Sunday, October 6, 2013

Parenting Class

In this post, I want to talk include things I learned in my Parenting class. I hope my professor won't mind. I am going to ask him if I can continue to do this, but I just love all of the things I learn in my Parenting class and want to share it with y'all. To start off, I will talk about a few things I learned in my Family Relations class. For a homework assignment, I watched an episode of Everybody Loves Raymond called "The Gift". I was so excited to watch it because I find this show entertaining and I used to watch it with my dad. I think one reason I  find this show interesting is because of the family dynamics that I am not used to. The parents of Raymond have a love-hate relationship. They joke around a lot in ways that normal families would probably find very hurtful. Raymond and his wife always feel obligated to please the Ray's parent and are not completely honest with them. Ray's brother, Rob, is always fighting for attention with the parents and is always in a competition with Raymond. Overall, I don't think it is a very healthy family relationship, but hey! It provides for good entertainment, right? Whatever works for the entertainment industry. Hopefully people don't watch it and think that families should look like that. :P Well, while I observed the relationships in the show, I noticed how harmful it can be to have sibling rivalries. For some, it is just a playful thing that kids will grow out of, but often it can grow into something far more serious. Sibling rivalries cause problems as the children grow older. The siblings can grow distant and become bitter against each other. I feel like sibling rivalries can somewhat be avoided if the parents don't allow it to become an issue. Based on what I have observed, sibling rivalries are usually caused by children trying to impress their parents. They want to feel loved and good enough. If parents give the impression that one child is better than the other or seem more interested in one child's activities, the other child or children will work against that child to one-up them. It can cause a lot of tension in the home. Something seemingly trivial as that can and should be avoided before it becomes a bigger problem. 

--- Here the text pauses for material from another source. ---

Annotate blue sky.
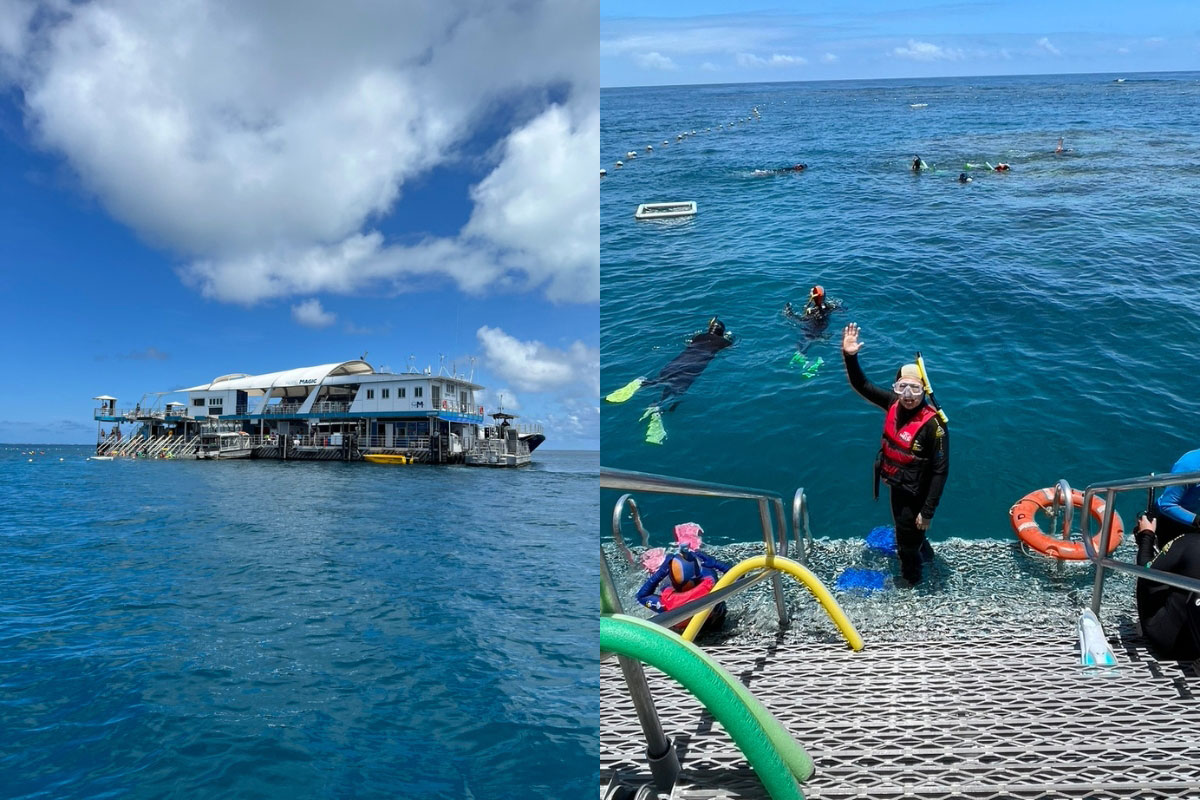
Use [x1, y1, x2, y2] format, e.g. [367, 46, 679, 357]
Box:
[600, 0, 1200, 86]
[0, 0, 599, 449]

In my parenting class, I learned about personalities and different temperaments of children. I watched some videos on YouTube that are called BBC Child Of Our Time- The Big Personality Test. I found these videos very cool to watch. It shows the different personalities of the children participating in this big test. The researcher follow the children up until they are ten and see how they developed their personalities and temperaments and how they have played a role in their life. I won't go into lots of detail, but I highly recommend watching the videos. Just look them up on YouTube. The personalities that they talked about in the videos were openness, agreeableness, contentiousness, extraversion, and neuroticism. You can take a test to see your personalities and how high or low you are in these areas here http://www.outofservice.com/bigfive/ 
I learned that it is important to know the personalities of your children are so that you can better accommodate them. All children learn differently and react differently. It is hard to relate to and connect with your child if you don't understand how they are viewing the world. When you understand more about your child, you will be able to help your child in those areas where they need more help or encouragement. Get to know your children better. Have one on one conversations with them. Take time to spend an afternoon with them. Let them know you care about them and take an interest in their life. Don't just let them know, though. SHOW them. Actions speak louder than words.